Then there is climate change. It doesn’t come up much in the Bosnian debate, by all accounts, but burning fossil fuels causes global warming.
The US government estimates the social cost of a tonne of carbon dioxide emissions at $38, while other economists put the figure higher.
As an economy in transition, Bosnia-Herzegovina has set the modest target of limiting emissions growth to 2% from 1990 levels by 2030. With aid, it might stretch to a 3% reduction.
The country’s desire to join the EU – it started the application process in February – may prove to be a stronger lever for change.
As well as filing lawsuits in Sarajevo Cantonal Court, the NGOs put in complaints to the Energy Community. An initiative to harmonise energy markets in the region, it requires members to comply with certain EU regulations.
Plants opened after 1 January 2018, as Tuzla 7, Banovici and Ugljevik III would be, need to meet tougher pollution limits. The NGOs argue the environmental permits awarded do not cover this requirement.

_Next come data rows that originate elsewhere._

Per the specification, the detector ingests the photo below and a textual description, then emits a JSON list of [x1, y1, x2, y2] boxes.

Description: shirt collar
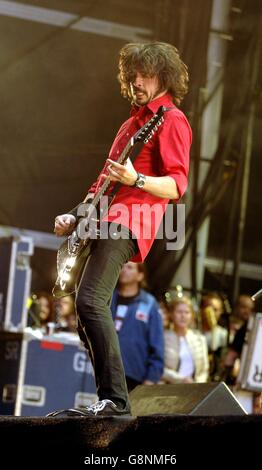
[[130, 93, 175, 116]]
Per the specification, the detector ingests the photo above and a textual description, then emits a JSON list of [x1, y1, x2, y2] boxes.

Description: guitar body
[[52, 106, 169, 298]]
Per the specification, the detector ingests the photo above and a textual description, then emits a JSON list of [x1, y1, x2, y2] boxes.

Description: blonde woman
[[162, 297, 209, 383]]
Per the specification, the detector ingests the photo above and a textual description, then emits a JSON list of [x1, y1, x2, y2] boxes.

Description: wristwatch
[[134, 173, 146, 188]]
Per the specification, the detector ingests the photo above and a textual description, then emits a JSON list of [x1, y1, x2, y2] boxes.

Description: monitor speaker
[[130, 382, 246, 416]]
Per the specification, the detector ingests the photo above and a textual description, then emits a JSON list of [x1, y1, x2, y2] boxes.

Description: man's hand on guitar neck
[[54, 214, 76, 237], [54, 193, 94, 237]]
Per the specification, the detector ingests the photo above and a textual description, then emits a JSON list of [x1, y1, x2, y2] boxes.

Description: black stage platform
[[0, 415, 262, 469]]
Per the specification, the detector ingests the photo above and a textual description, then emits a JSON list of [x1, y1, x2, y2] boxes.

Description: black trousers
[[76, 224, 137, 407]]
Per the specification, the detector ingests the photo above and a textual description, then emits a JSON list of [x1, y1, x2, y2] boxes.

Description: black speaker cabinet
[[130, 382, 246, 416]]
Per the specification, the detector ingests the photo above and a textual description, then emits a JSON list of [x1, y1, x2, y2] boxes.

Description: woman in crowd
[[162, 297, 209, 383]]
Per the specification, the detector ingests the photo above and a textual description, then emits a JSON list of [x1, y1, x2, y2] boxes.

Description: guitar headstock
[[133, 106, 166, 144]]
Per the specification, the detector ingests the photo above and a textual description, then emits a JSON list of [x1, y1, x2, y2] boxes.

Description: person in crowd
[[162, 297, 209, 384], [28, 291, 54, 333], [222, 295, 255, 385], [111, 261, 164, 391], [200, 292, 228, 381]]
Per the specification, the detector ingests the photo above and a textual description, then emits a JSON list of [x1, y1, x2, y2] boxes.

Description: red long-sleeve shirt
[[89, 94, 192, 261]]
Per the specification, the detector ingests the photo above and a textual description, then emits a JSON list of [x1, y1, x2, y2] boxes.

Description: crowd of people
[[28, 261, 260, 413]]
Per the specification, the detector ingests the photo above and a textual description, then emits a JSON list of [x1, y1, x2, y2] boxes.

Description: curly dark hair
[[118, 42, 189, 105]]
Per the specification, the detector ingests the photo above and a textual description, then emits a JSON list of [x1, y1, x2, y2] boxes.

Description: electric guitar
[[52, 106, 169, 298]]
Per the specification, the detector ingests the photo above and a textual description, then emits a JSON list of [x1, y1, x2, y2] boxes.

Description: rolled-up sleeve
[[159, 111, 192, 198]]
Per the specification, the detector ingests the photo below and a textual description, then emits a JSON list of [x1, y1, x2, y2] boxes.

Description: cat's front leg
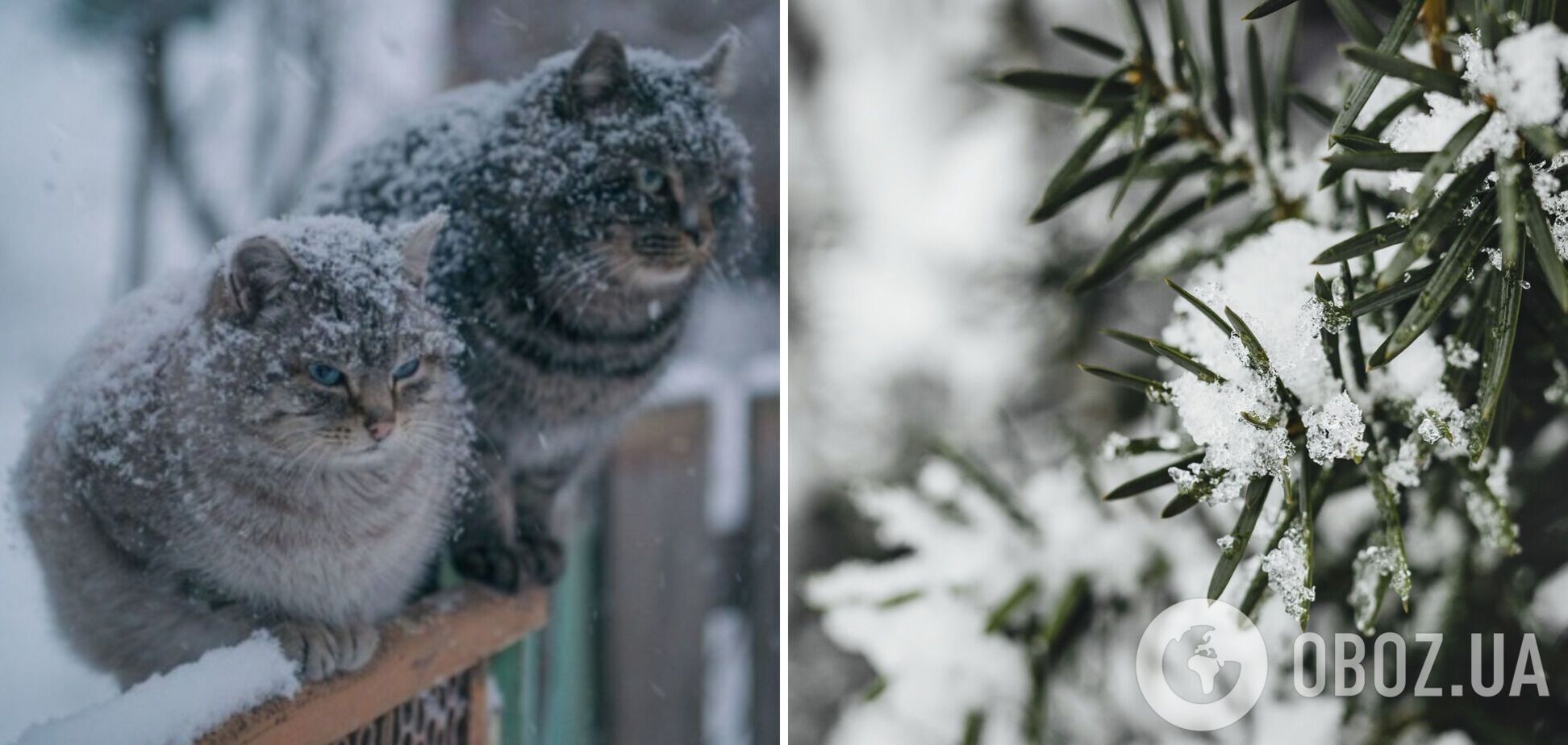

The Energy Community has limited enforcement powers. It cannot fine offenders, instead relying on symbolic gestures like suspension from decision-making bodies.
“The penalties are political rather than financial,” says the body’s environmental expert Peter Vajda. But he adds “many of our contracting parties are at the same time candidates for EU membership. Obviously, if there is a serious, persistent breach, it does not really help that process.”
Bosnia-Herzegovina also has a target to get 40% of its power from renewables by 2020, Vajda points out. Existing big hydro dams take it close – 34% in 2009 – but new coal would push the dial in the wrong direction.
While he will not comment on individual government decisions, the case for coal is “questionable”, Vajda says: “Installing more and more new coal plants does not seem to be a wise choice.”
Job creation – or protection – seems to be the main motive for building the plants. Since the war in 1992-95, the economy has been weak and unemployment high.
The CIA world factbook puts the joblessness rate at 43% in 2015, based on official figures, although it notes many more people work in the grey economy. Incomes are around a quarter the EU average.
Zoran Micanovic, president of the trade union at Ugljevik, says new thermal power plants are needed in the region and will help employment. The Energy Community is small and will not make much difference to climate change, he argues, while renewable energy is “a privilege of rich countries”: unsustainable without state subsidies.
State-owned energy and telecoms sectors provide some of the most dependable jobs around, but those too are under pressure.
A US$608 million loan from the International Monetary Fund announced last month comes with strings attached. The Washington-based body is urging privatisation of “often inefficient” state-owned enterprises and a shrinking of the public sector.
Meanwhile, the Chinese investors bring in Chinese equipment and labour. Dongfang built Stanari, China Gezhouba Group is lined up for Tuzla 7 and China Petroleum Engineering & Construction Corporation for Ugljevik III.
The energy and environment ministers for the Federation of Bosnia and Herzegovina, the regional authority overseeing Tuzla 7 and Banovici, could not be reached for comment.
With no court dates fixed, the fate of the three permitted coal plants is highly uncertain. Environmentalists fear the developers could forge ahead with construction while the legal system grinds into gear.
On the other hand, the projects are all running behind schedule and potential sources of finance are dwindling.
EU and international development banks have all but stopped backing coal projects, leaving China as the main player.
Even Beijing, with big money and surplus production to find a home for, is developing sustainable lending rules that could start to affect its overseas investments.
As the uncertainty drags on, though, it prevents the country from making much-needed plans for a low carbon transition, says Gallop.
“The decision makers are not recognising that coal is going to have to stop being burned. With this comes the unwillingness to make a really long term plan for making these [mining] communities more diverse.”